I am obligated at this point to add that I definitely have a keeper husband because it is rare to find a heterosexual man who has large biceps and nice legs and is also obsessed with clean floors and tidy bathrooms. Just last night during a family outing to Bed, Bath & Beyond, he begged me to buy him a floor steam cleaner, but I talked him out of it because I had just spent the same amount of money on boots.
Nevertheless I cringe at the monotonous routine of obligations that monopolizes most of my mornings. Make the kids breakfast. Make them eat their breakfasts. Yell at the dog for eating their breakfasts. Wrestle the tutu off the Tyrant. Put her in timeout for hitting me with the tutu. Make the kids lunch. Comb the house for the lunch boxes. Wipe lipstick off the Tyrant’s mouth. Find matching shoes. Pack backpacks. Dig through stacks of clean laundry to find socks. And nearly every task includes nudging Hot Firefighter Husband out of his comfortable habit of leaning at a 90 degree angle on the counter, the newspaper spread across an acre of counterspace, eating his oatmeal and sipping the coffee that I made. 
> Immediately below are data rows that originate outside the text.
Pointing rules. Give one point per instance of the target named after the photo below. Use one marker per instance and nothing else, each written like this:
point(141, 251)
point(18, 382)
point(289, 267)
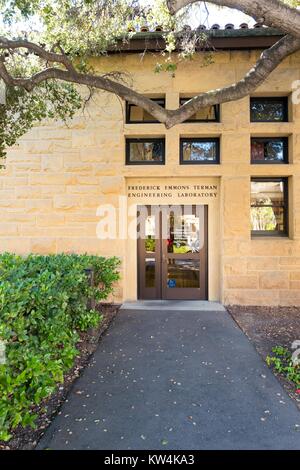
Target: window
point(208, 114)
point(145, 151)
point(206, 151)
point(269, 206)
point(135, 114)
point(269, 150)
point(269, 109)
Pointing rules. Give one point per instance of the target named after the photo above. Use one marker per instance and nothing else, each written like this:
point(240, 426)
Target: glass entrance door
point(172, 252)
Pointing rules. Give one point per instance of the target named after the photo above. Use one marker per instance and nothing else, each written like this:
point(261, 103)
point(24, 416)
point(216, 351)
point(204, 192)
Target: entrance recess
point(172, 252)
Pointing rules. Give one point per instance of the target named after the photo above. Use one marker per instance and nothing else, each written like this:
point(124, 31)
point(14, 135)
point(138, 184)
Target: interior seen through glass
point(267, 206)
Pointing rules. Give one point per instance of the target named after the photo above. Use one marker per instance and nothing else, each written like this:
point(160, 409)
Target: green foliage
point(43, 303)
point(282, 362)
point(22, 109)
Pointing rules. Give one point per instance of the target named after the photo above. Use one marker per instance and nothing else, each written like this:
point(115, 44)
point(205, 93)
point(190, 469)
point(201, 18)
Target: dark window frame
point(285, 160)
point(200, 139)
point(183, 99)
point(279, 99)
point(151, 121)
point(274, 233)
point(150, 139)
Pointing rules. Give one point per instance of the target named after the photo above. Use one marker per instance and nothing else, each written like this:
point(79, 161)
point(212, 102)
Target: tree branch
point(271, 13)
point(268, 61)
point(6, 44)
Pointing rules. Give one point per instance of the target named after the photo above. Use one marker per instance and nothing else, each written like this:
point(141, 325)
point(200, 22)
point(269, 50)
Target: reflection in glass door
point(172, 252)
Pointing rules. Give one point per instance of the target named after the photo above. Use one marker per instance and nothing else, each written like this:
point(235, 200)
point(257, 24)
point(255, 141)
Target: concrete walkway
point(177, 379)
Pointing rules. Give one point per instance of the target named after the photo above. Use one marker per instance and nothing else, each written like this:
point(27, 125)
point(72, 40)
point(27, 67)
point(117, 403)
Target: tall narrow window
point(205, 151)
point(269, 150)
point(207, 114)
point(145, 151)
point(269, 109)
point(136, 114)
point(269, 206)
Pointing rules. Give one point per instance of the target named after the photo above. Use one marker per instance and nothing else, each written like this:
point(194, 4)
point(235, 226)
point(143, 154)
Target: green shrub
point(43, 306)
point(282, 362)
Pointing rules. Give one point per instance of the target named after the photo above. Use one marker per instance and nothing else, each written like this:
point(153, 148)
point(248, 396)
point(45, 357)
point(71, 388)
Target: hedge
point(43, 307)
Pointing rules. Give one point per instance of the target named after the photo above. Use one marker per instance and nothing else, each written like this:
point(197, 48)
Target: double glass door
point(172, 252)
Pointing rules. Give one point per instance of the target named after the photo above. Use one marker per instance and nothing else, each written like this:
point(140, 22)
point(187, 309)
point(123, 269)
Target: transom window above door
point(207, 114)
point(199, 151)
point(136, 114)
point(269, 150)
point(148, 151)
point(269, 109)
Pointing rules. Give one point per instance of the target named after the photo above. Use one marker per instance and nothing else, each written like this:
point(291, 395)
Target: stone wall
point(57, 176)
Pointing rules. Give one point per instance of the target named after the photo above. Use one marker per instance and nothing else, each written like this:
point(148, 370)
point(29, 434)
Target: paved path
point(175, 380)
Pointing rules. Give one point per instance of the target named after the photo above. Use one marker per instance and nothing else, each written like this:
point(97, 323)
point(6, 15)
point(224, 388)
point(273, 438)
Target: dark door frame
point(161, 257)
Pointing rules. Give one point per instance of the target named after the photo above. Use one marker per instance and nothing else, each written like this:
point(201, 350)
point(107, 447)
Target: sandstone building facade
point(236, 166)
I realize that I’m complaining about Doing My Job. I am in fact the family’s designated Domestic Engineer and Estate Manager, and my duties include all of the above mentioned tasks. But still! Can’t somebody else force-feed Froot Loops down the children’s throats sometimes?
Weekends usually are slightly more relaxed, but sometimes not having a routine trips us up, too. Friday night I had a Social Obligation, by which I mean a Girls Night Out, while Husband worked. Sometime around midnight, while Husband was saving the life of a person in cardiac arrest, I was learning about a really fun game in which you do a shot called a Lemon Drop, then a guy holds a lemon in his teeth and you suck the juice out of the lemon, which saves you the trouble of squeezing the rind.
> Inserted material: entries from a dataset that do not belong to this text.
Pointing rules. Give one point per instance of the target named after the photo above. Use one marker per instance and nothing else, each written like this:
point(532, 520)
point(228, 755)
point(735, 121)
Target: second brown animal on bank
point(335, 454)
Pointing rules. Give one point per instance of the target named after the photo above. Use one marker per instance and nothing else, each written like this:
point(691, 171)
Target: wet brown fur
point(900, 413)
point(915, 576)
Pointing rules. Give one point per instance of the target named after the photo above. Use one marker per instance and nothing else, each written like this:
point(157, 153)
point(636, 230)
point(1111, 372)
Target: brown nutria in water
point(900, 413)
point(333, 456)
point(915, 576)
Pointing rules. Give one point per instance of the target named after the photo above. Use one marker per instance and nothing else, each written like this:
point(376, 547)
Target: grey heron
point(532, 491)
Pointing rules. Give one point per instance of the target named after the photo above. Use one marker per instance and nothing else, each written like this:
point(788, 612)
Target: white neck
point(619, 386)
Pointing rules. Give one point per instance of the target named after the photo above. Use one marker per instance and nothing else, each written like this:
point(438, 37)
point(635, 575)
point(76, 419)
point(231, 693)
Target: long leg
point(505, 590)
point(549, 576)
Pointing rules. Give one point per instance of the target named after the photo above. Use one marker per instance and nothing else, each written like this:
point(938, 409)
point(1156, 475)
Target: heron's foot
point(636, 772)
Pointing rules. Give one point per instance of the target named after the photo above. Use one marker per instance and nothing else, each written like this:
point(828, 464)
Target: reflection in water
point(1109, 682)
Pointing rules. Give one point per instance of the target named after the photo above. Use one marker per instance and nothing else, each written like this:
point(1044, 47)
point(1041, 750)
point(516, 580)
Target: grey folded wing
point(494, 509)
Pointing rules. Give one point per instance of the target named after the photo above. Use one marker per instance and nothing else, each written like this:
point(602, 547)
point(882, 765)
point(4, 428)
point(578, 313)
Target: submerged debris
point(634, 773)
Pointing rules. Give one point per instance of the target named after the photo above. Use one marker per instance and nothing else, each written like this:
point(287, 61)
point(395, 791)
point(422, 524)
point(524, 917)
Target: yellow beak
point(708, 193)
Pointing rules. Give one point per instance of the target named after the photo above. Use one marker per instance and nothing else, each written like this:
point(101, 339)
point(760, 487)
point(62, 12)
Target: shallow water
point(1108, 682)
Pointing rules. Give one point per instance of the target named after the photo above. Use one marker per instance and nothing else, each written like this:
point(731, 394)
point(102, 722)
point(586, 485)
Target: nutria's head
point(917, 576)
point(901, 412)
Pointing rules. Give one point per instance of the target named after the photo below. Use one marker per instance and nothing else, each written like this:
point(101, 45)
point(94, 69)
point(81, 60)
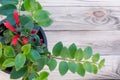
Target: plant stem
point(51, 56)
point(20, 3)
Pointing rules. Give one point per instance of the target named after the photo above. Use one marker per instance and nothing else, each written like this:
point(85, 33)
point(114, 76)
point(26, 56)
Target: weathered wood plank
point(85, 18)
point(105, 42)
point(80, 2)
point(108, 72)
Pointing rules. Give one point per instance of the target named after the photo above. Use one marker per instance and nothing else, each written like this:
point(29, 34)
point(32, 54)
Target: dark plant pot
point(40, 33)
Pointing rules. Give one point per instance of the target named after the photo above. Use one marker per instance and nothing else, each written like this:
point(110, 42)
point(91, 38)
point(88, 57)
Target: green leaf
point(72, 50)
point(7, 9)
point(4, 2)
point(94, 69)
point(33, 75)
point(64, 52)
point(63, 68)
point(72, 66)
point(45, 23)
point(9, 51)
point(26, 48)
point(96, 57)
point(29, 26)
point(42, 18)
point(39, 64)
point(24, 19)
point(57, 49)
point(18, 74)
point(87, 66)
point(8, 63)
point(79, 54)
point(37, 39)
point(80, 69)
point(0, 49)
point(52, 63)
point(44, 75)
point(33, 55)
point(101, 64)
point(28, 5)
point(87, 52)
point(11, 19)
point(20, 60)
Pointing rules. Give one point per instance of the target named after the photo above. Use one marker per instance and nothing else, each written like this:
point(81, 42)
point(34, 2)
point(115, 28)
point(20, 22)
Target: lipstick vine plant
point(24, 51)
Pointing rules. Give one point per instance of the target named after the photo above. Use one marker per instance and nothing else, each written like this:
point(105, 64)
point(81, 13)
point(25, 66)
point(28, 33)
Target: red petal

Anyway, neither of us slept for more than three hours that night, so in my opinion we should have equally shared responsibility for entertaining the children, who were bright-eyed and enthusiastic after an excellent night of sleep. To his credit, he did let me take a nice long nap while he cleaned the Pterodactyl’s room, but then who do you think had to clean the kitchen? Actually, he did that, too, now that I think about it. But I am definitely the one who had to come up with the idea of taking the Pterodactyl to Outback Steakhouse for dinner, and then it was me who had to stay up until 10:15 last night to pick up the Diva from a birthday party. I’m exhausted.
Right this second, in fact, as I’m trying to write this important perspective on motherhood, the Tyrant is screaming at me to go find her tutu, which I threw behind the dryer last night in a fit of rage, and Husband is watching Meet the Press. It’s not fair. At least, though, in the battle of Who Does What, I’m winning. For now.